You’ve seen it before. Large, unwieldy spreadsheets with an arbitrary user ID in the leftmost column. Will the data related to those scenarios still be intact across the 15 interrelated in-house systems and third party stubs next week? Tomorrow even? Maybe.

Test data spreadsheet
A typical test data spreadsheet

Test data ‘managed’ in this fashion quickly becomes outdated. Perhaps there are multiple teams working with the same testing environments. What if someone in Team A doesn’t know someone in Team B was using USER_ID 00000097 and changes it? What if someone accidentally wipes the database? All manual testing and reliant automated tests come to a standstill.

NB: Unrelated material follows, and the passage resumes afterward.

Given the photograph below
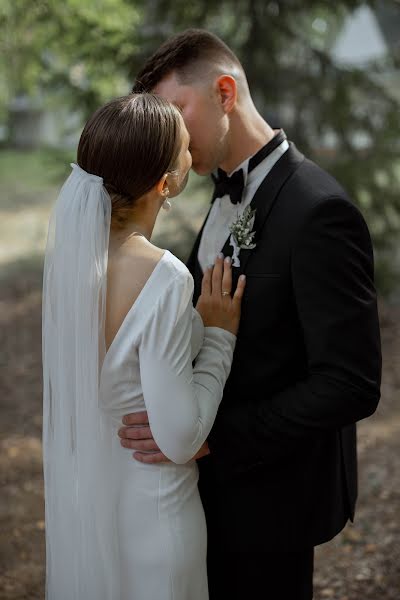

There is surely a better way.

Automated test data conditioning

Hear me out:

  • Test data is procedurally generated. No more ‘what makes this happy path scenario a happy path scenario?’. It’s right there.
  • Version-controllable. Data changed that shouldn’t have? Want to see what the system was sending back 6 months ago? It’s all there.
  • No massive databases full of trash (unless you want there to be!). Test data generation can be done on the fly at any time. Want to test a very specific scenario? No more looking in spreadsheets for a specific user ID and praying that the data is still there. Someone messed with your data? Quickly recondition it to a known state.
  • Agnostic of your mocking mechanism. This just spits out data. How you send that data back is up to you now.
  • You can hook this up to your automated tests. Your Given step now generates and conditions the test data for your specific scenario.
  • In addition, this strategy allows for multiple user traits to be conditioned with ease. I want a user with traits X, Y and Z. Find that in your spreadsheet!

People want to provision virtual machines. They want to provision architecture. But they don’t seem to want to provision test data. I have done it, and it works.